FrenchThis week I opened up my
Hugo French in 3 Months for the first time in almost a year, to work on week 8 which starts with the imperfect tense. I think the book is good, but I've never been sure of how to use it. For each section I read the explanations, I think though the example sentences, and then I try the exercises and end up making stupid mistakes for about half of them. So I put it down, try again the next day, and make the same mistakes again! My intention in using this book has been to gain a solid grasp of the basics of French grammar, and it clearly hasn't been working. I was wondering if the book was really for me.
So yesterday I tried something different: I began an Anki deck for Hugo. First I made a table of the imperfect endings: front = "imperfect endings", back = each subject with its ending, e.g. je -ais, tu -ais, etc. Then I entered each of the example sentences French-->English. I flicked through them a few times, then I added the accompanying exercises, which are English-->French. I've worked through them 5-6 times in the past 24 hours and I'm finding it's actually sticking! I think doing the examples in the context of reviewing the table mentally is helping it to stick.
Today I made cards for two relative pronouns que and qui (the back gives the translation + "subject" for qui and "object" for que).
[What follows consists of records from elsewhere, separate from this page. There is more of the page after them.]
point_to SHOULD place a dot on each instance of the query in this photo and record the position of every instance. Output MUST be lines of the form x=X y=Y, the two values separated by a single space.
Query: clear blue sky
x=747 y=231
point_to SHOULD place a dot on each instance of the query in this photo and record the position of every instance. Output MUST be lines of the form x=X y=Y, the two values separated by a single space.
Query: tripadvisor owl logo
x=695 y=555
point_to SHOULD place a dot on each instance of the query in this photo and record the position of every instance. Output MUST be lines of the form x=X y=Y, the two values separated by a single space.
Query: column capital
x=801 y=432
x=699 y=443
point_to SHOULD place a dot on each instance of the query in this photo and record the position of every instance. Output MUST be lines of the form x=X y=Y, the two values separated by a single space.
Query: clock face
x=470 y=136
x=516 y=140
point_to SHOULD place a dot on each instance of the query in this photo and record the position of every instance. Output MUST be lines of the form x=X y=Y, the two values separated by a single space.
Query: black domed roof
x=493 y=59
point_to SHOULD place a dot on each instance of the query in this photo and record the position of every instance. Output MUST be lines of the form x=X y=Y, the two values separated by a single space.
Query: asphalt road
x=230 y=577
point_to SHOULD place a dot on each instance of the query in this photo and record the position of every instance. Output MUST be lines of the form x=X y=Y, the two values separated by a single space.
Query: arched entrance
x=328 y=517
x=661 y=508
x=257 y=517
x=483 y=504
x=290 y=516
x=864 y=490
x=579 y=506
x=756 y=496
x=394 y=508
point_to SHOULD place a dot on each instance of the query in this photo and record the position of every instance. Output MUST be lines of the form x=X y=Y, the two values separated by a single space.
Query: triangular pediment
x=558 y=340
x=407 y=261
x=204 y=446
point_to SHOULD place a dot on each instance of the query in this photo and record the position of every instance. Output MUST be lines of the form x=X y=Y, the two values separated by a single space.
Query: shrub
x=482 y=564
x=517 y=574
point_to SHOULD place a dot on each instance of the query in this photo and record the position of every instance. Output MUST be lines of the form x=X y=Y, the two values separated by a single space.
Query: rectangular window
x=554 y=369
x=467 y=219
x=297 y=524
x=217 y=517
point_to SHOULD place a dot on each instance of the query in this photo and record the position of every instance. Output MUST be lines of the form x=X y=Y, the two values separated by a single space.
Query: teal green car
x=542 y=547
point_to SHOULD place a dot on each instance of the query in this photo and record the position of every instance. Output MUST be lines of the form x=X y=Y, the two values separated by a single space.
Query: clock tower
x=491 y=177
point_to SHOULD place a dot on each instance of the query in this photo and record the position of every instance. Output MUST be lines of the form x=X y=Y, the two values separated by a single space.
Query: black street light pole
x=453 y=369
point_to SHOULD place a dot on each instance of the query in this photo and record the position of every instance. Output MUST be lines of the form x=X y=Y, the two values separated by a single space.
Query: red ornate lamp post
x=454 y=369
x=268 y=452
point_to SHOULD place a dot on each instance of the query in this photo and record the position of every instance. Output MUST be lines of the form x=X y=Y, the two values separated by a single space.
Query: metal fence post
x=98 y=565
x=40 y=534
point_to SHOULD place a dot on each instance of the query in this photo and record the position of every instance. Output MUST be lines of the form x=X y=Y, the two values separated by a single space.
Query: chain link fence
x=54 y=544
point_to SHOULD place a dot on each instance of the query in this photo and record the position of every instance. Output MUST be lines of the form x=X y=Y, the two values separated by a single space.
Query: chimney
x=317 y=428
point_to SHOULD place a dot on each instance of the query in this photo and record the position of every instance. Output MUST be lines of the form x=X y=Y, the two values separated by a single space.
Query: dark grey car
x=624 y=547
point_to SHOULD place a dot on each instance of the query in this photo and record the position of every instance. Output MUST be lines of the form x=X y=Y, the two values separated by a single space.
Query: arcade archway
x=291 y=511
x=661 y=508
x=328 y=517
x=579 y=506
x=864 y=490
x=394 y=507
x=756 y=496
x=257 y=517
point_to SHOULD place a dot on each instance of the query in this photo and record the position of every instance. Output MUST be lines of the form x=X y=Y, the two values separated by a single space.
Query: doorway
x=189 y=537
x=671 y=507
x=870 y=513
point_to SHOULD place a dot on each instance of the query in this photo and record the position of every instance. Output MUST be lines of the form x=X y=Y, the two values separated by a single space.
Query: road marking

For each example I put whether the que or qui refers to an object or subject. For example:
Front:
Voici le permis de conduire que j'ai trouvé.
Back:
Here is the driving license (object) that I found.
When I did this chapter previously, I understood the explanation and examples, but couldn't manage to produce the right answers in the exercises. I'll review the examples several times, and tomorrow I'll put in the related exercises and see how it goes.
So I expect my pattern with Hugo to be this: each day put one section of the week's lessons into Anki. Learn the day's lesson while reviewing whatever comes up from the previous work. Hopefully I should be able to complete each week in a real week, and hopefully it will actually stick! If I manage this pace, I'll finish the text at the end of April.
Besides this I did a few short sessions with Duolingo, having to go right back to the start since most of my tree is dead. I'm on the fence about whether it's worth rebuilding the tree or just dropping it altogether. I've also watched a fair bit of French TV this week. Season 2 of Braquo on Netflix was crap but not as bad as season 1. Full of gratuitous violence in a misguided attempt to be more gritty than anything else, the plot is actually driven by the screw-ups of the cops who nevertheless are "the best" (at least that's what someone said of them in season 1). I've also watched a few episodes of Cain season 4, but these have been disappointing so far compared to the previous seasons. I'll stick with it and hope it gets better as it goes along.
HindiI've begun my reopening of
Le Hindi sans peine by reviewing all the audio, shadowing where possible. After about lesson 10 it was getting harder to shadow, so I'll probably begin my review of the text at chapter 10, but go a bit faster until I get to where I was before (ch 24 or so). At the same time, I've been feeling the urge to reopen the
Routledge Intermediate Hindi Reader. So far I'm sticking to the one book at a time rule, but I'm reviewing my old Anki vocab cards from the reader.